Fold on Either / Form
Similarly we can imagine Either as having two shapes (Right and Left), and its fold as a method that takes an Either of either shape and returns a single kind of thing. Say we have the following method for parsing strings as integers and returning an Either:
def parseInt(s: String): Either[String, Int] =
try Right(s.toInt) catch {
case _: NumberFormatException => Left(s)
}
And the following method that uses fold to collapse the Either:
def toDefault(e: Either[String, Int]): Int = e.fold(_ => 42, identity)

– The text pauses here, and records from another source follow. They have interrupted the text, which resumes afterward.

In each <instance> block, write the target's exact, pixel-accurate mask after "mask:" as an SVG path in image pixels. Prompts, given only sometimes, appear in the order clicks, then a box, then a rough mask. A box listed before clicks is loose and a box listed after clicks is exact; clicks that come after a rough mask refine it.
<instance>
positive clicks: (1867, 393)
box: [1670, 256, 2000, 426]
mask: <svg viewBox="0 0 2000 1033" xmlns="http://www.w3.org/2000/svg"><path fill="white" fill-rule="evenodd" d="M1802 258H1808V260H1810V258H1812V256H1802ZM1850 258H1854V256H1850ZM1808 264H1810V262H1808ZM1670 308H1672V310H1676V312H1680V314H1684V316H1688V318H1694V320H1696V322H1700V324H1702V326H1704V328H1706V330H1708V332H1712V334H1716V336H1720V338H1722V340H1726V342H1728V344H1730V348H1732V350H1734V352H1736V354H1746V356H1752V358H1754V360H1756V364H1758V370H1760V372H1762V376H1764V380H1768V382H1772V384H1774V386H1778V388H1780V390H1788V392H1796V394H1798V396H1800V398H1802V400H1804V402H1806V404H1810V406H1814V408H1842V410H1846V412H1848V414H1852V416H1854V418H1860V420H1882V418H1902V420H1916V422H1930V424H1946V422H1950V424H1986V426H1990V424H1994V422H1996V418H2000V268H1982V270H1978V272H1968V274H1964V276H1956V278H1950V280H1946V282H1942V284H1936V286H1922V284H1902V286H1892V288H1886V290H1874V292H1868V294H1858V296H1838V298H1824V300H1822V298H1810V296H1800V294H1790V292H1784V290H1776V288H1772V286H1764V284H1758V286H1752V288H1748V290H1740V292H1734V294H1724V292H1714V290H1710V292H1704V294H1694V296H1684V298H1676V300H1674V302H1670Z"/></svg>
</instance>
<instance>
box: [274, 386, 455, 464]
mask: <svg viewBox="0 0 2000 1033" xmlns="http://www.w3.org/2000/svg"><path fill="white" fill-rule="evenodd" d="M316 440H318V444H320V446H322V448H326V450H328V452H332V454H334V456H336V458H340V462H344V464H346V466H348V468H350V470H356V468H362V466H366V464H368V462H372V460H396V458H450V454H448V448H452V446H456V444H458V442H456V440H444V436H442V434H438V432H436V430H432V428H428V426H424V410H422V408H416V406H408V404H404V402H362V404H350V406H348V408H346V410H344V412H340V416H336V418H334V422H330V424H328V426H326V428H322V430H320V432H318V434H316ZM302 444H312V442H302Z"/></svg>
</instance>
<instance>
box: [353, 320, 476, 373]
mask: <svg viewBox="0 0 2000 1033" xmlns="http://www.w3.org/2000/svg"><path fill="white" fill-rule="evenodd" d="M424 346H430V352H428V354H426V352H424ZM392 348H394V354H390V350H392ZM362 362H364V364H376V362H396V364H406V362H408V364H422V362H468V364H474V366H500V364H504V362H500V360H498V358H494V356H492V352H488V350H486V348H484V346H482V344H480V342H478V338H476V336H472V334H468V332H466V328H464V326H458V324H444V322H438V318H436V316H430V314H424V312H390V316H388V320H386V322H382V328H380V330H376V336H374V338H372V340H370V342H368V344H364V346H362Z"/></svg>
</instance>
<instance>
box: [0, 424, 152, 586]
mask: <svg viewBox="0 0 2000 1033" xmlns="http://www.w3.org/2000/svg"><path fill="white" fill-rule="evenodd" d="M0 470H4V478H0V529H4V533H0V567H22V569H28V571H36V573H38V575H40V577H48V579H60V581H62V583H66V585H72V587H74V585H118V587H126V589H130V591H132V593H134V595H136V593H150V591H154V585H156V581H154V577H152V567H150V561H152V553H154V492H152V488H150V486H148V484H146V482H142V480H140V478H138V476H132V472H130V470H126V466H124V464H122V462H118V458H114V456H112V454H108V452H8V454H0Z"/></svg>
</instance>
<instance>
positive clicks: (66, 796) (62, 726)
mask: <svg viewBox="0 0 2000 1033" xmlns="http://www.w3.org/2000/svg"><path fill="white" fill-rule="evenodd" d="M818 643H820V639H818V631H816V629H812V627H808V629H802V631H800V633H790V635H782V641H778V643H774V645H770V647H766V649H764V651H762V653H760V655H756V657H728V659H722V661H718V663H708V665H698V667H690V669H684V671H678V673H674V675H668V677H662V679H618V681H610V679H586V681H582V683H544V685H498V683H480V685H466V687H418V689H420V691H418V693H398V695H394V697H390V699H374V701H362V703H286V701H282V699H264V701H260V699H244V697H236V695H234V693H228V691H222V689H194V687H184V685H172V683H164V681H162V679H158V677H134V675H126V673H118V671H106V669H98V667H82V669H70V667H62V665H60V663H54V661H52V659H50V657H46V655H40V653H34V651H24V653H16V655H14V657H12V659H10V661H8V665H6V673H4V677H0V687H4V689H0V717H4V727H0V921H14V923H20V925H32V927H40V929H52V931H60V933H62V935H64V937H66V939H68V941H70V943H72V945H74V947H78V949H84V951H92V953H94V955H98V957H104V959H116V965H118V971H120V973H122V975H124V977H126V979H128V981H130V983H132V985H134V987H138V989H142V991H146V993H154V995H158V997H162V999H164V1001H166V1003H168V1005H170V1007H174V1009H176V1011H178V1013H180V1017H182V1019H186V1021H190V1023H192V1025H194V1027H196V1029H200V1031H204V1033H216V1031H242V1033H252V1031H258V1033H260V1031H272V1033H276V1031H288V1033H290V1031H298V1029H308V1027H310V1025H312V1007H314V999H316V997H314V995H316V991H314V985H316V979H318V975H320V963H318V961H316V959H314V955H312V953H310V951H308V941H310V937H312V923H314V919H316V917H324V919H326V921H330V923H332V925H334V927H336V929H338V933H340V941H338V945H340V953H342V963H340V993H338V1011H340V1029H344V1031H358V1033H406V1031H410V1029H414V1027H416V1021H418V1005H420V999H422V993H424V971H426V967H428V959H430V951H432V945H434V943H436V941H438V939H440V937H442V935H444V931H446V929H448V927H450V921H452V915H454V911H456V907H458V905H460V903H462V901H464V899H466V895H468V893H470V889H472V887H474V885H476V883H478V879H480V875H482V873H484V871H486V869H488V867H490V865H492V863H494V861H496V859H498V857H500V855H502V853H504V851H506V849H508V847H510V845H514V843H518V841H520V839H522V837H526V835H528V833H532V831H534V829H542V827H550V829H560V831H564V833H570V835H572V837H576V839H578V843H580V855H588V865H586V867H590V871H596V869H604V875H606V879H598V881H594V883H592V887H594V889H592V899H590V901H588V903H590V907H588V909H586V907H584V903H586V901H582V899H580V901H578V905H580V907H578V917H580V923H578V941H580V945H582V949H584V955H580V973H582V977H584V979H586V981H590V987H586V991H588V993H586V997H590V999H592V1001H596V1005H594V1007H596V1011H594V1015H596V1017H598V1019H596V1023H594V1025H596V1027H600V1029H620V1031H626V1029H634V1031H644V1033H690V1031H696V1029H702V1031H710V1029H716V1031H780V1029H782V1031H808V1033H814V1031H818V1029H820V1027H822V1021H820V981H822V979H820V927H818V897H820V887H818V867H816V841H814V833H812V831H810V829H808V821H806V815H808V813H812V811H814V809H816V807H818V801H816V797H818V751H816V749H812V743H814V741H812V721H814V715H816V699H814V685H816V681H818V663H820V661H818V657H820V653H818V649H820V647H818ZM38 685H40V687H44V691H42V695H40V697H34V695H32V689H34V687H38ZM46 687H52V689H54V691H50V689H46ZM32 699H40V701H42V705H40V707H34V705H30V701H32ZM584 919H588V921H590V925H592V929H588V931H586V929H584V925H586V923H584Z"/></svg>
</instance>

Which we can use like this:
scala> toDefault(parseInt("AAARGH!!"))
res2: Int = 42
scala> toDefault(parseInt("123"))
res3: Int = 123
This is all obviously very impressionistic and hand-wavy, but it might help give a more intuitive sense of how the different fold methods are fundamentally the same kind of thing. You can see the question I linked in a comment above or the Wikipedia entry on catamorphisms for more detail.